Current licenses for both plants run well into the 2020s, but the owners of each are already working toward re-licensing. Pacific Gas & Electric Co. has applied to renew its permits for both units at Diablo Canyon, on the coast at Avila Beach in San Luis Obispo County. That plant’s license was last approved without an earthquake response plan, because Diablo Canyon is built to withstand the 7.5 temblor thought to be the maximum possible for its location.

Just Like Japan

Southern California Edison, operator of San Onofre, is expected to apply for license renewals at Units 2 and 3 of that plant, adjacent both to a state beach and the Interstate 5 freeway south of San Clemente, at the northern edge of the U.S. Marines’ huge Camp Pendleton base. The message of the 10 legislators was not necessarily to deny renewals, but to take them slowly. The same message was echoed just after the Japanese quake by California’s two U.S. senators, Democrats Barbara Boxer and Dianne Feinstein.

And why not go slowly, especially after explosions, radiation leaks and fires rocked Japan’s Fukushima Daiichi nuclear power plant following the big quake and the disastrous tsunami that slammed ashore a short time later.

For one thing, license expirations are not imminent, the earliest coming in 2022. Plus, the state of seismic knowledge has advanced considerably since the two California plants were last licensed. So a complete examination of their operations is in order, even if there is no known imminent threat.

Be Wary of Faults

“Concern over seismic events at nuclear power plants in California is not a new issue,” wrote the state lawmakers. They noted that a nuclear plant at Humboldt Bay was closed for seismic retrofitting in 1976 because of newly-known earthquake faults and was later decommissioned. They also noted that when a 6.8 quake in 2007 jolted Japan’s Kashiwazaki nuclear facility, the world’s largest, ground motion nearly doubled the maximum for which that plant was designed. The latest quake also far exceeded design expectations. How can we be sure the same thing won't happen here? the lawmakers asked.

“We believe the seismicity and remaining uncertainty of California creates concerns…,” they said.

What concerns? While both PG&E and Edison have issued soothing statements since the Japanese disaster about how prepared their plants are and how they’re designed to take the maximum possible movement of any known nearby faults, plenty is known today that was not a few years ago.

For one thing, the U.S. Geological Service in 2008 reported discovering a previously unknown “significant” fault directly beneath Diablo Canyon, meaning there are at least two active faults in its immediate vicinity. A quake on one fault can sometimes trigger movement on others nearby, creating more earth movement than the known maximum for any single fault in the area.

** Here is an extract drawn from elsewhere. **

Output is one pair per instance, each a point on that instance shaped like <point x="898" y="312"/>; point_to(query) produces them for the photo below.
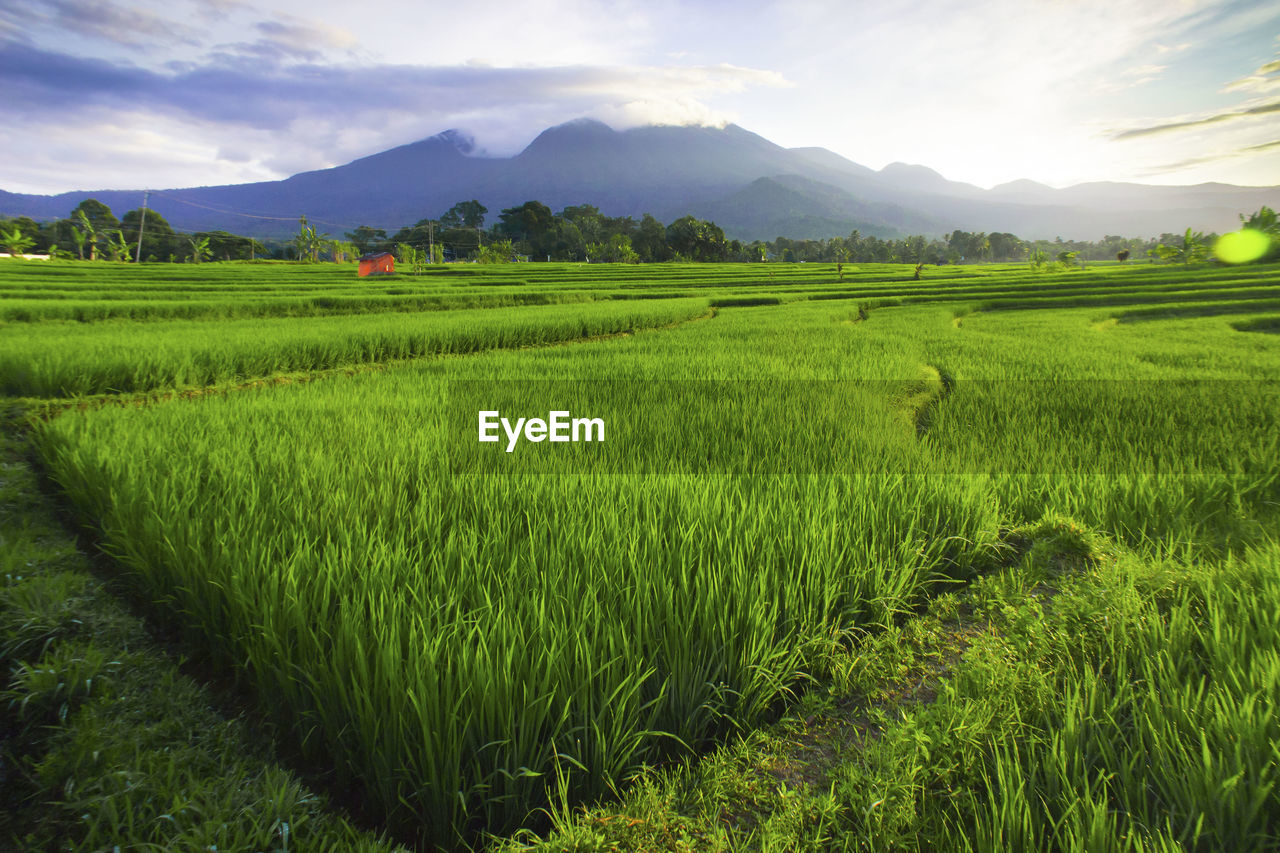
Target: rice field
<point x="792" y="460"/>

The legislators added that “there is credible reason to believe that the design basis … approved by the NRC at the time of licensing (San Onofre) may underestimate the seismic risk at the site.” This doesn’t make San Onofre unsafe, they said, but it may mean its margin of safety is less than previously thought.

While no one accuses either PG&E or Edison of deliberately understating risks, that has happened at other American nukes, most notably New York’s Shoreham Nuclear Power Plant, where builders were found by federal investigators to have lied in 1988 about seismic safety factors.

It behooves Californians and federal regulators not to meekly accept the statements of the big utilities. They’ve been wrong before, as when PG&E told the state just prior to the 2008 USGS report of a new fault that “We believe there is no uncertainty regarding the seismic setting and hazard” at Diablo Canyon.

The Japanese crisis, complete with evacuation of half a million persons and a radiation quarantine zone extending 19 miles around Fukushima Daiichi, demonstrates that the risks of nuclear power – entirely aside from problems with storing radioactive waste – dictate going slowly whenever possible. The long time frame before California’s two nukes actually need re-licensing mandates not just hearings, but very careful analysis of all potential hazards and the reliability of all planned safety and mitigation measures.